Violation du droit européen, tourisme abortif, avortement clandestin…
Parmi les conséquences de ce phénomène, Elisabetta Canitano dénonce une inégalité entre les Italiennes s’agissant de leur droit à l’avortement, puisque nombres d’entre-elles doivent aller dans d’autres régions de la péninsule afin d’interrompre leur grossesse. Cette conséquence porte ainsi atteinte au principe européen d’égalité des Citoyens devant la loi, résultant de l’article 20 de la Charte des droits fondamentaux de l’Union européenne. D’après un rapport de 2013, le Ministère de la santé italien reconnaît lui-même ce phénomène d’immigration inter-régional, mais il semble quelque peu minimiser le tourisme abortif international. La raison : il n’existe pas de statistiques officielles à ce sujet. À ce propos, auditionné en 2016 devant le Comité des droits économiques, sociaux et culturels du Conseil de l’Europe, l’association Mouvement Italien pour la Vie affirme que, d’une part, « il n’est pas prouvé que les femmes soient obligées de voyager pour avorter », et que, d’autre part, « le lien causal entre l’objection de conscience et ces voyages ne l’était pas non plus. » Selon cette dernière, les femmes se rendraient à l’étranger simplement car la procédure est plus simple. Ce propos est d’autant plus humiliant pour les femmes avortées, que ce genre de « voyage » est couteux, fermant les portes de l’interruption volontaire de grossesse aux plus modestes. Celles-ci sont alors contraintes à ce qu’il y a de plus dangereux : l’avortement clandestin. Imaginer qu’en Europe, au sein de l’Union européenne, des femmes interrompent leurs grossesses dans de telles conditions est malheureux. D’après le même rapport susmentionné, le nombre d’avortements illégaux officiellement recensés serait de 12 000 en Italie. Mais, pour nombre d’associations sur le terrain, celui-ci avoisinerait les 50 000 par an, voire 73 000 pour l’Association Italienne pour l’Éducation Démographique. Les conséquences sont dramatiques, puisque les femmes avortées sont menacées par des risques sanitaires et psychologiques.

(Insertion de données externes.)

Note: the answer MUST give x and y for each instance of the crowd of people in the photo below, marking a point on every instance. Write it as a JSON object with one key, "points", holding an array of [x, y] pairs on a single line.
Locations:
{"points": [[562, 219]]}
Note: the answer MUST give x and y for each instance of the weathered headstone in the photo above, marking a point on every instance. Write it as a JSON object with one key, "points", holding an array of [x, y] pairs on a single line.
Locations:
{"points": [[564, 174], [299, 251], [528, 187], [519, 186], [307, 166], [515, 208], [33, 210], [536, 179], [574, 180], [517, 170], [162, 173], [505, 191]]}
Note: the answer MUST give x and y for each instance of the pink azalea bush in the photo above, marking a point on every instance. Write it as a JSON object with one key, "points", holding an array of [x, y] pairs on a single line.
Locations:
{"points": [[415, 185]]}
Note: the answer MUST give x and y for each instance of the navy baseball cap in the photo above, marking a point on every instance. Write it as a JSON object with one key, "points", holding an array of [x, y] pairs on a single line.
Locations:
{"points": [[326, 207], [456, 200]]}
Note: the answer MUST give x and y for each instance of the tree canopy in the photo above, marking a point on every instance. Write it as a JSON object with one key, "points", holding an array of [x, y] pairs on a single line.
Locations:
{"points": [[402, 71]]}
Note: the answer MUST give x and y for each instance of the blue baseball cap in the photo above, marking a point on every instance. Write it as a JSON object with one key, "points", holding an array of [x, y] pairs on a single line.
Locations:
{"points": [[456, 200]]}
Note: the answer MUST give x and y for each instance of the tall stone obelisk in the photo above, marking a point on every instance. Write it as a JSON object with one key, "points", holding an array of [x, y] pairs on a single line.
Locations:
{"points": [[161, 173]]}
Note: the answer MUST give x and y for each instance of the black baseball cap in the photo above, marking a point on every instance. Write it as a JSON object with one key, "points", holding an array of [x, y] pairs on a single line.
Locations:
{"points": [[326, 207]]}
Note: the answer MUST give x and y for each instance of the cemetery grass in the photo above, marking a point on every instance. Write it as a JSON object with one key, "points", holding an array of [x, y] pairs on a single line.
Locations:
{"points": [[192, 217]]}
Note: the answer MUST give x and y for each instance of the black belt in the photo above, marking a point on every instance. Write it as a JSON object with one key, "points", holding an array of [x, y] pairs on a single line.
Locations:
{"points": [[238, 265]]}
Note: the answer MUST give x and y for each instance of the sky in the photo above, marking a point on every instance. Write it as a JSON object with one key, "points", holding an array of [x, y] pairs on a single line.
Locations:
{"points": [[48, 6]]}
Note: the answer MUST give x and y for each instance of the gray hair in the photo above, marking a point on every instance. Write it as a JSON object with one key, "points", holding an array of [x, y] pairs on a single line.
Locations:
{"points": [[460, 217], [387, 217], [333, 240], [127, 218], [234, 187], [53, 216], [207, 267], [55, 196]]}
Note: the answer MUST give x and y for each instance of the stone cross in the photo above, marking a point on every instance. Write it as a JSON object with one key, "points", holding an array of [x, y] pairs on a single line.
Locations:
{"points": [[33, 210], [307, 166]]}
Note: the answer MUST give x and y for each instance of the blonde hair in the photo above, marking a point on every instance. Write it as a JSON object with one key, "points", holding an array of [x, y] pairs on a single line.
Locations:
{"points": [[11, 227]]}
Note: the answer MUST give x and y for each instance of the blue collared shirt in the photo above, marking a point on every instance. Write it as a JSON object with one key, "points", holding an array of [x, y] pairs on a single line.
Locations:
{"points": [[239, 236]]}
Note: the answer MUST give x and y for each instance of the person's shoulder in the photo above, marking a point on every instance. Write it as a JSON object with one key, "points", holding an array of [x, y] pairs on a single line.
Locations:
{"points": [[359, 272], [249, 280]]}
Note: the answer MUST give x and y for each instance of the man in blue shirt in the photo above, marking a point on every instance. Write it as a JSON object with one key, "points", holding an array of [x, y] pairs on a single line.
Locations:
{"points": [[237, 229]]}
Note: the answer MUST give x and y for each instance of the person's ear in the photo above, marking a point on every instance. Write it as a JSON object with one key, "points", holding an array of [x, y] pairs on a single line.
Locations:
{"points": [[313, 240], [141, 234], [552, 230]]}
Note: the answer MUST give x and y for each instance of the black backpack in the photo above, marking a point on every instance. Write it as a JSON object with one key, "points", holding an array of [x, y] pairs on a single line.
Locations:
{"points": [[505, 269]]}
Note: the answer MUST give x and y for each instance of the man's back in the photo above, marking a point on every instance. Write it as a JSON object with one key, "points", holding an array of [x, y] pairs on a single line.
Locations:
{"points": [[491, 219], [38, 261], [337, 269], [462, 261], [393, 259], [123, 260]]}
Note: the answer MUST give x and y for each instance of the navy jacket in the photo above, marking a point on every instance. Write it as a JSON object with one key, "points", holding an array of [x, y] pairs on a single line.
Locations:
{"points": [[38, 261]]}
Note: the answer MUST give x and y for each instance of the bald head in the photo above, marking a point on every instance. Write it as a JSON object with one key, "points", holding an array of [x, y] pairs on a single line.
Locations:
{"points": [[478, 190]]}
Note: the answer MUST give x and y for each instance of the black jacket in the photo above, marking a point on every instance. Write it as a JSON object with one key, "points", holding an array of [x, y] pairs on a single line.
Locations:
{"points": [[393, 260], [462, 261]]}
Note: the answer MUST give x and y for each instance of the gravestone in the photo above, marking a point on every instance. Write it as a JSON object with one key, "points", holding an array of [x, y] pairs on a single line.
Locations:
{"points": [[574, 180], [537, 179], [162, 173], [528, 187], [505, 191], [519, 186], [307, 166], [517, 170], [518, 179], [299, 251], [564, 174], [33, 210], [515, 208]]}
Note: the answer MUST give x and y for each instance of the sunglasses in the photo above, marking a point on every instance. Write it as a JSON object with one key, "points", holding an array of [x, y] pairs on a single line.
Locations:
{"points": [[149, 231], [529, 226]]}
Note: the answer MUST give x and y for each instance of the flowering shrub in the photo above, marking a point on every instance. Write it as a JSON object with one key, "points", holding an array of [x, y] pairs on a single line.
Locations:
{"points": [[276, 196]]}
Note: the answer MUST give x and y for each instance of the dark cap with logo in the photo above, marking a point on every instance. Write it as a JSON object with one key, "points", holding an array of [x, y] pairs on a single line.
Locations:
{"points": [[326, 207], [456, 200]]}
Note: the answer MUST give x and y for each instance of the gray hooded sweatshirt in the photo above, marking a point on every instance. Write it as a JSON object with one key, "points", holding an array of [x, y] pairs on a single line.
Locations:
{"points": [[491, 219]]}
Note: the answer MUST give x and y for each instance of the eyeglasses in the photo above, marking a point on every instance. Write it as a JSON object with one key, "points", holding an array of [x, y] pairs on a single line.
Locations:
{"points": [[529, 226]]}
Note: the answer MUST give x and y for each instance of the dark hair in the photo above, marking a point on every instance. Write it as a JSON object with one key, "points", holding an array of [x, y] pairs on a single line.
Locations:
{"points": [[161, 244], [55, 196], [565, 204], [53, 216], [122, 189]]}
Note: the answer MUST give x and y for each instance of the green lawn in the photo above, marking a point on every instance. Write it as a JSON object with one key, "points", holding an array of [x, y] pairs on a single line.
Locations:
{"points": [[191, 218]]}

Face à ce triste état de l’avortement de l’Italie, des solutions sont possibles mais il apparaît clairement un manque de volonté politique. Malgré des condamnations internationales émanant du Comité des droits économiques, sociaux et culturels du Conseil de l’Europe en 2013 puis en 2016, et, du Comité des Droits de l’Homme de l’ONU en 2017, les propositions de loi visant à améliorer le cadre législatif restent au point mort et trop nombreuses sont les femmes qui en souffrent.